Seelenbildende Kräfte
Leo N. Tolstoi äußerte einmal: «Die Musik ist die Stenographie des Gefühls.» Musik gibt Befindlichkeiten des Gefühls «auf engem Raum» wieder, so könnte man Tolstoi verstehen. Und mit dem Gefühl wird der seelische Bereich des Menschen angesprochen, Grundbefindlichkeiten allgemeingültiger und -verständlicher Natur, wie zum Beispiel Freude, Heiterkeit, Trauer, Schmerz, also eine durch die Musik verobjektivierte Gefühlsskala mit- und nachvollziehbarer sowie selbst erfahrbarer seelischer Eigenschaften. Eine Schulung und Läuterung der Gefühlserlebnisse! Durch sie kann eine Weisung, Festigung und Kräftigung des Seelischen erübt werden.
Und so lässt sich auch verstehen, wenn der Klavierpädagoge Heinrich Neuhaus schreibt, dass es die Aufgabe des Musizierenden sei, den/die Hörer:in dazu zu veranlassen, «das Leben stärker zu lieben, intensiver zu fühlen, heftiger zu wünschen, besser zu verstehen».

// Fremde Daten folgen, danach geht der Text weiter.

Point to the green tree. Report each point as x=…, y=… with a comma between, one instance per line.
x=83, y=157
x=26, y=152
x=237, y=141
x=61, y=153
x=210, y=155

Literatur: Walter Abendroth: Arthur Schopenhauer, Hamburg 1967. | Emil Bock: Johannes-Evangelium, Stuttgart 1980. | Bruno Walter: Von der Musik und vom Musizieren, Frankfurt 1957. | Martin Gellrich: Zeitschrift für Musik und Eltern (Muttersprache Musik), Regensburg, 1992, Heft 1. | Hans-Werner Schroeder: Das Gebet, Stuttgart 1977. | Josef Pieper: Buchstabier-Übungen, München 1980. | Heinrich Neuhaus: Die Kunst des Klavierspiels, Köln 1967.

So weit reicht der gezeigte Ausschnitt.